少子化対策の一環として育児休業制度の拡充が相次ぎ、受給者も増加の一途をたどっています。そのため、雇用保険の柱の一つである育児休業給付の財源が2025年度にも不足する恐れが出てきています。
育休給付は、最長で子どもが2歳になる前日まで受け取れます。給付額は、180日までは休業前賃金の67%、181日目以降は50%相当です。主な財源は保険料で、現在は賃金総額の0.4%を労使が折半しています。

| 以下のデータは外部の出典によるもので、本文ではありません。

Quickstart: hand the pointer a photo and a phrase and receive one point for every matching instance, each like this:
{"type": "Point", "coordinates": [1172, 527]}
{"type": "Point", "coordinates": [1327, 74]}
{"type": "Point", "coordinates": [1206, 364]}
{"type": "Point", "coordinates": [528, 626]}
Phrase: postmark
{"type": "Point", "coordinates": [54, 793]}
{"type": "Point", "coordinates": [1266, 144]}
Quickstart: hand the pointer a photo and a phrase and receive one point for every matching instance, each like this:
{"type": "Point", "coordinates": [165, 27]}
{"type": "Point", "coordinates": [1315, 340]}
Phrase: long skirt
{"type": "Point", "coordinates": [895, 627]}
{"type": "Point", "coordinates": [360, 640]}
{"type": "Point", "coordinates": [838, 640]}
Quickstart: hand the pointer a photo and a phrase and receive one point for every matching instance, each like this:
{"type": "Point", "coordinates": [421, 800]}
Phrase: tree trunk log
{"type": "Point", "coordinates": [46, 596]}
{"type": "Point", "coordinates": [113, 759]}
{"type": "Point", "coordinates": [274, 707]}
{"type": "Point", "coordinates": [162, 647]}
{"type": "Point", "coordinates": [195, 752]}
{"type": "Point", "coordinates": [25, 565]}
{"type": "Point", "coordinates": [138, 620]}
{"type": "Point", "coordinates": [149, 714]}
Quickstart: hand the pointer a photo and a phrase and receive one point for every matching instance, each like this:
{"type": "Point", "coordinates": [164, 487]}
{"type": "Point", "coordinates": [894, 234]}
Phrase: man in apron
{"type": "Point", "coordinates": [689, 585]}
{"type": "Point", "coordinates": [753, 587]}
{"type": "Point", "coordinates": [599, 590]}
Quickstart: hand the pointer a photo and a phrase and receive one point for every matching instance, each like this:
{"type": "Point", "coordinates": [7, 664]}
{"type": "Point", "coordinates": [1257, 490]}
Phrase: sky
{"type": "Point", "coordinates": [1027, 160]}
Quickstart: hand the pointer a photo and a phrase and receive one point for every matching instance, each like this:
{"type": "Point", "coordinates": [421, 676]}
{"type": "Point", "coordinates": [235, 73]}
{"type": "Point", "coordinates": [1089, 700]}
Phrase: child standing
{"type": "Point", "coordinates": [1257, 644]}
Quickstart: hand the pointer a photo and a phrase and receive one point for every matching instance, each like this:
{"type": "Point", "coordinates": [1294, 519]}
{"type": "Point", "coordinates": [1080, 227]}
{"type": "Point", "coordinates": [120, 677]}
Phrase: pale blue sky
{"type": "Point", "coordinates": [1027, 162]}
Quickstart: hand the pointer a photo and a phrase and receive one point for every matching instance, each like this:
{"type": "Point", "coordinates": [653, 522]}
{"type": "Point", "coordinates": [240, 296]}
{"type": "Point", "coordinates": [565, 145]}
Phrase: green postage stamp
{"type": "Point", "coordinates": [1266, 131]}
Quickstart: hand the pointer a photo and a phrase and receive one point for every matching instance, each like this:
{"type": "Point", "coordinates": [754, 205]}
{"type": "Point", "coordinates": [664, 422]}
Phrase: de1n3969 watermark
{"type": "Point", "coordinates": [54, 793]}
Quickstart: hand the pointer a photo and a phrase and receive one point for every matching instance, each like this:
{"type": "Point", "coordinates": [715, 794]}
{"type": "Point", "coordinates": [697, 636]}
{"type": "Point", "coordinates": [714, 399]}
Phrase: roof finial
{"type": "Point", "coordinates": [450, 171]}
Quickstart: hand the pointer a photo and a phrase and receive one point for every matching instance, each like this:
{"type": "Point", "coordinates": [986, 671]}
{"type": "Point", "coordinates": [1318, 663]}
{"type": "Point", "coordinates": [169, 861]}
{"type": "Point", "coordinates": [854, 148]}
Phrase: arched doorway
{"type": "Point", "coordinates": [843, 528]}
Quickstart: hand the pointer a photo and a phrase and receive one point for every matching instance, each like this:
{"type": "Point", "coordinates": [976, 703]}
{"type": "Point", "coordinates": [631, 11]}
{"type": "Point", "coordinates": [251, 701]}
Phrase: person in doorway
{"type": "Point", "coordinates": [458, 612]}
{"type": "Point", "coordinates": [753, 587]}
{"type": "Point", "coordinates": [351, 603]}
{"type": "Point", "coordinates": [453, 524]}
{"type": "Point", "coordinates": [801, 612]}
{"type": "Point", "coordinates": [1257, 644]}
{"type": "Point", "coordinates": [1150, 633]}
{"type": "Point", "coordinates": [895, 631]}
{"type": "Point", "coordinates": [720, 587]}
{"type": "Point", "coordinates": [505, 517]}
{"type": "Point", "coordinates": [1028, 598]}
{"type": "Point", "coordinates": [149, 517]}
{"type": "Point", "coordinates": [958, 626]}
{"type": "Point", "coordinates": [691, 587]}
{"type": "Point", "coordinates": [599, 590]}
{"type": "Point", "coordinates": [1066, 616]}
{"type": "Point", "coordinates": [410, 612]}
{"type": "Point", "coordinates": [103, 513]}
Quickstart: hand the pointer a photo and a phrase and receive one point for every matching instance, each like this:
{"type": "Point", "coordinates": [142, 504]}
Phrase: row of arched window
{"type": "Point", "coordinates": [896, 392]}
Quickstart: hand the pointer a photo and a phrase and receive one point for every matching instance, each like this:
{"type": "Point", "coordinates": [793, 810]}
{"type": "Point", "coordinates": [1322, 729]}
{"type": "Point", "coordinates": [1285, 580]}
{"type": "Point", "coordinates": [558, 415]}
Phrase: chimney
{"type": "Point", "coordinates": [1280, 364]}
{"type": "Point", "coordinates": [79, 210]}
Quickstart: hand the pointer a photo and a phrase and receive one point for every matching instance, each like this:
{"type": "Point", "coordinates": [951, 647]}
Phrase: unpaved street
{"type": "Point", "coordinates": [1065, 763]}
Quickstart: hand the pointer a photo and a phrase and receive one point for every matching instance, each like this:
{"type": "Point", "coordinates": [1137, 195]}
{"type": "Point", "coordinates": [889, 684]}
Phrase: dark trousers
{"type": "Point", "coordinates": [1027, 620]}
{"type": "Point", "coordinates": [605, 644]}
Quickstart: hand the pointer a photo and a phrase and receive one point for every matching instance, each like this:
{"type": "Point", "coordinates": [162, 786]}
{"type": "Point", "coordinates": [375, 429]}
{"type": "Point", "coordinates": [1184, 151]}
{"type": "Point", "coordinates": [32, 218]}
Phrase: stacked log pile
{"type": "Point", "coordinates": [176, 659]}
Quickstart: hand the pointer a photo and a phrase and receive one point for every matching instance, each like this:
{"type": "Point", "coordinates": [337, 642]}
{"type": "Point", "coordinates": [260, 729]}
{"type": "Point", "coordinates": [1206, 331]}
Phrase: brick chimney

給付総額は拡大が続いています。2020年度は約6,400億円と5年間で6割増加しました。2022年10月には、男性の育児休業取得を促す出生時育児休業も始まります。過去の平均的な伸び率で推移すると、2023年度に支出が収入を上回ってしまいます。2025年度には賃金残高が575億円足りなくなります。
育休の支援は雇用の安全網であるだけでなく、国の少子化対策の一環でもあります。育休中の経済的支援は、国の一般会計でまかなうべきだとの意見もあります。雇用保険で運営している以上、保険に加入できないフリーランスなどの個人事業主らが給付を受けられないことも課題になっています。所得保障がないため、産後すぐ復職を迫られるケースもあります。社会全体で子育てしやすい環境の整備は急務です。